Each year as the season for brussels sprouts nears an end, I always find myself trying to find yummy ways to enjoy the last of them. Brussels sprouts are loaded with fiber, Vitamin C, folic acid and antioxidants making these odd looking little cabbages crazy good for you!
1 1/2 pounds of brussels sprouts
1 honey crisp or lady apple
1 cup dried cranberries
1 cup toasted pecans, chopped
Meyer Lemon Vinaigrette
Zest from 1 lemon
1/4 cup lemon juice
2-3 tbs of extra virgin oil
1 tsp agave syrup or sugar
Pinch of salt & pepper
Make the vinaigrette by whisking ingredients together until well blended, taste for seasoning. Add more sugar and salt as desired. Set aside.

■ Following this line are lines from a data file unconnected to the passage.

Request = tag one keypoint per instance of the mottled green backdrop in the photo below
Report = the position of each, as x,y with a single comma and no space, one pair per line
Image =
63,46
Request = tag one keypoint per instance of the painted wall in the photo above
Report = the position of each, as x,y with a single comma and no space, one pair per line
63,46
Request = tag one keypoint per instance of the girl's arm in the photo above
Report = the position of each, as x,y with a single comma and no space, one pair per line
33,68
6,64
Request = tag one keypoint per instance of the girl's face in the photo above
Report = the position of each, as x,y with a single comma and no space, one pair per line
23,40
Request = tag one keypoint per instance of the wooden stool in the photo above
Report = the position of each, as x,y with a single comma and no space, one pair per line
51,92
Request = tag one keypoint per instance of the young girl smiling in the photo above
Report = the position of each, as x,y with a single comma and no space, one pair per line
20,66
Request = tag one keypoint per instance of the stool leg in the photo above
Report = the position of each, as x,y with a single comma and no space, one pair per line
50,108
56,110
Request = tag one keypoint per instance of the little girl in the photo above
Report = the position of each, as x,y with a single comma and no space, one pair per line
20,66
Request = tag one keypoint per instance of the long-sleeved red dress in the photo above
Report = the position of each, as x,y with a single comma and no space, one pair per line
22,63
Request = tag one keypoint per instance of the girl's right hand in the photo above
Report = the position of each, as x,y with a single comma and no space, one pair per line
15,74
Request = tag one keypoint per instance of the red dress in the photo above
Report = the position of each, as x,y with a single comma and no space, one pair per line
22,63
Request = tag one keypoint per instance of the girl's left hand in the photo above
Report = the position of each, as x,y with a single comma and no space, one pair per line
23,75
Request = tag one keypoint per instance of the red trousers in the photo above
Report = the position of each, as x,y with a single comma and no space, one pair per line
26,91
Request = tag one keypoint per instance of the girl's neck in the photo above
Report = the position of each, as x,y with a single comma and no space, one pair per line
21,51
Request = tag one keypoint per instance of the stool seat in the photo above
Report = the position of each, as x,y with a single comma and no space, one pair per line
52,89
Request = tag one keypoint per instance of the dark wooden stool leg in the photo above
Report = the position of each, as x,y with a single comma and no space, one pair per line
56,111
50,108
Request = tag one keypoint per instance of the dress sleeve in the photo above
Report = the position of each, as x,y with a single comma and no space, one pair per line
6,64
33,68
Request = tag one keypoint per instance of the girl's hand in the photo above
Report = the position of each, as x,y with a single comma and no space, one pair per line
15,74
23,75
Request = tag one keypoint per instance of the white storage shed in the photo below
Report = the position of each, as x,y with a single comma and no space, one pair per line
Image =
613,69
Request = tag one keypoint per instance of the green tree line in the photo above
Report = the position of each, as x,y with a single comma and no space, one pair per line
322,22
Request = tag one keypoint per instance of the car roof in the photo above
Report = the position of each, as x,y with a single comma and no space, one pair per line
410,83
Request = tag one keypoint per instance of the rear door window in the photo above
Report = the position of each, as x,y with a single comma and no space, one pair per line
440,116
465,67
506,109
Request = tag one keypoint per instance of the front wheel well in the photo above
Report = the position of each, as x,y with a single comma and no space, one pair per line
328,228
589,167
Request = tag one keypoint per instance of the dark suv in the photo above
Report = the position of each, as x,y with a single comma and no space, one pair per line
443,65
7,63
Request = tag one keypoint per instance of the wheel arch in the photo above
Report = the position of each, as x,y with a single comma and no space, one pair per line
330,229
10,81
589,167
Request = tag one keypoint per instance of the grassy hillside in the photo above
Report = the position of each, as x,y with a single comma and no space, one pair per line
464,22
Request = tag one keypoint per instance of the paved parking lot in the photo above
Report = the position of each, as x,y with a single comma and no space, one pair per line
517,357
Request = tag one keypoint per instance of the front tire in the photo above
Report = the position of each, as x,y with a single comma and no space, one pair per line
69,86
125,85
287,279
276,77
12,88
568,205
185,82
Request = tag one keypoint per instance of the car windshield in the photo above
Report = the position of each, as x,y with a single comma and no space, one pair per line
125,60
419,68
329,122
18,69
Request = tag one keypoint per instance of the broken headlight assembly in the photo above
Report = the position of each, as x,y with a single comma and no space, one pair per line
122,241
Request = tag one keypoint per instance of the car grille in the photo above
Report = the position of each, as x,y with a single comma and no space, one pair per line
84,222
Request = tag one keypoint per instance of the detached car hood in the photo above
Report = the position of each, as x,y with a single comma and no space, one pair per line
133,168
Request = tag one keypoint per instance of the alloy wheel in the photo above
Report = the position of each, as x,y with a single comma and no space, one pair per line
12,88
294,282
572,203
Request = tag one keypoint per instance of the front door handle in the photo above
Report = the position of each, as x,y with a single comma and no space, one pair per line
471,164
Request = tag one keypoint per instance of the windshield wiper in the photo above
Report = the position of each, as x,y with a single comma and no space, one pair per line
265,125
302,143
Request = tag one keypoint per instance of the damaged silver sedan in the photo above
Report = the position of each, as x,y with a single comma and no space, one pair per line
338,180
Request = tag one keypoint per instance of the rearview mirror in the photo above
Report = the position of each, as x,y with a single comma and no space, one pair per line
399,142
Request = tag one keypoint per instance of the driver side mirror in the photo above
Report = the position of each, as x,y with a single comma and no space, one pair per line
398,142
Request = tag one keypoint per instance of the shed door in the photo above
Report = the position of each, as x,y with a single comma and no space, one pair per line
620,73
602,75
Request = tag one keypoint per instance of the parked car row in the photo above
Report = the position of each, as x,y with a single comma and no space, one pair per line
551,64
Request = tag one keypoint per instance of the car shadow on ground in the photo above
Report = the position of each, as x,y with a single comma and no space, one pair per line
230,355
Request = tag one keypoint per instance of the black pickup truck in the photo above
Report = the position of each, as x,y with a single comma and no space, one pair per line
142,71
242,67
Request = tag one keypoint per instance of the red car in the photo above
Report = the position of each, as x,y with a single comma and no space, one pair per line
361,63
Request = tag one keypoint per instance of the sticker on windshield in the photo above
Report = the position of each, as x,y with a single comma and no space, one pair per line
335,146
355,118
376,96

Wash the brussels sprouts and remove any outer leaves that look bruised or dirty. Make sure to leave the stem on so you can safely and carefully shave them on a mandolin, or chop thinly with a knife. Alternatively, you can use a food processor with the shaving blade attachment to shave the brussels sprouts. Remove the skin from the shallot and slice thin. Cut the apple in quarters and remove the seeds. Use a mandolin knife to thinly slice the apple.
Toss all ingredients together with the vinaigrette and serve. This salad can be left in the fridge overnight and can taste even better this way.